Death-penalty opponents and newspaper editors urged the governor to let Siebert die "on God's timetable," in the words of one editorial, but Riley was unmoved.

"I would in essence be commuting his sentence to life in prison and that is not the sentence he was given by a jury," the governor said in a statement.

But Riley's timing was bad, and Siebert once again avoided the executioner. He is one of more than 40 inmates around the country who became part of a de facto moratorium on the death penalty while the Supreme Court decides whether the procedures used in lethal injections violate the Constitution's prohibitions on cruel and unusual punishment.

The case to be argued tomorrow is brought by two Kentucky death row inmates. Like Siebert, they committed their crimes years ago, and their lengthy and unsuccessful appeals have led them to a new front in the debate over capital punishment -- challenging their manner of execution, rather than protesting their innocence or the way they were convicted.

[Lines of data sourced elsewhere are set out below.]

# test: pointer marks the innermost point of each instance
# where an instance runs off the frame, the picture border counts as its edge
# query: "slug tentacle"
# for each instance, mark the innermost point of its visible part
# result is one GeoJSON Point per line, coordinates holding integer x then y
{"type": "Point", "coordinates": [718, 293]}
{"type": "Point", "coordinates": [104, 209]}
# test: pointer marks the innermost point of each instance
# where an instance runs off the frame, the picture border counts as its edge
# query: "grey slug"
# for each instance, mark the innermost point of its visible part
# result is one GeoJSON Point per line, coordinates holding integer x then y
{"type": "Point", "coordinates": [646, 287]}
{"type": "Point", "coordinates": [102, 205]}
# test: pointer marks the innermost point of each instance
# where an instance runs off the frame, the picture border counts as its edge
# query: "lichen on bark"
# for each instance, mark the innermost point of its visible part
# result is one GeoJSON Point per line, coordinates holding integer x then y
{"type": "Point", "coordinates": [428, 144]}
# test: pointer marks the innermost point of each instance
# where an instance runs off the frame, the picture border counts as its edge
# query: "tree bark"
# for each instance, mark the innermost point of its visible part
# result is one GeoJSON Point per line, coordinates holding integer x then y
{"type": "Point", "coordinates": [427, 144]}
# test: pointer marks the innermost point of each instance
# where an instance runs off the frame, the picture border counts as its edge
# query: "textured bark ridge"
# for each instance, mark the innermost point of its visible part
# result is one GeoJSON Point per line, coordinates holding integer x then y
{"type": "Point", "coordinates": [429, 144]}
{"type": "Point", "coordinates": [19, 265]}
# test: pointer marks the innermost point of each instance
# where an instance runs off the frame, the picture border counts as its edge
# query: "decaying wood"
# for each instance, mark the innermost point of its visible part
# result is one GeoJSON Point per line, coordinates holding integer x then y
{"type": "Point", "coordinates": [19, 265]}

The court long ago declared that the death penalty is constitutional and has never held that a specific method of execution violates the Eighth Amendment. Even lawyers for the inmates acknowledge that lethal injection can be carried out in a constitutional manner.

In 35 of the 36 states with the death penalty, lethal injections involve a three-drug protocol developed by Oklahoma's medical examiner in 1977: sodium thiopental, to render the inmate unconscious; pancuronium bromide, to paralyze the muscles; and potassium chloride, to cause cardiac arrest.

Lawyers for the inmates contend that the protocol is a complicated process that must be performed with precision to avoid the risk of agonizing pain. They argue that poorly trained personnel could inadequately administer the drugs and that the paralyzing agent masks what could be a torturous death.

"It is a shockingly problematic method of execution,'' said Deborah W. Denno, a Fordham University law professor who has compiled much of the research about how lethal injection is carried out.

She supports inmates and their lawyers who have persuaded courts and states to halt executions while the process is reviewed. They want the Supreme Court at a minimum to set standards for judges hearing such challenges.

Kentucky and other states that have the death penalty argue that the challengers have provided scant evidence of serious problems in the more than 900 executions performed by lethal injection. The method was adopted because it was seen as more humane than electrocution or other procedures the court has approved.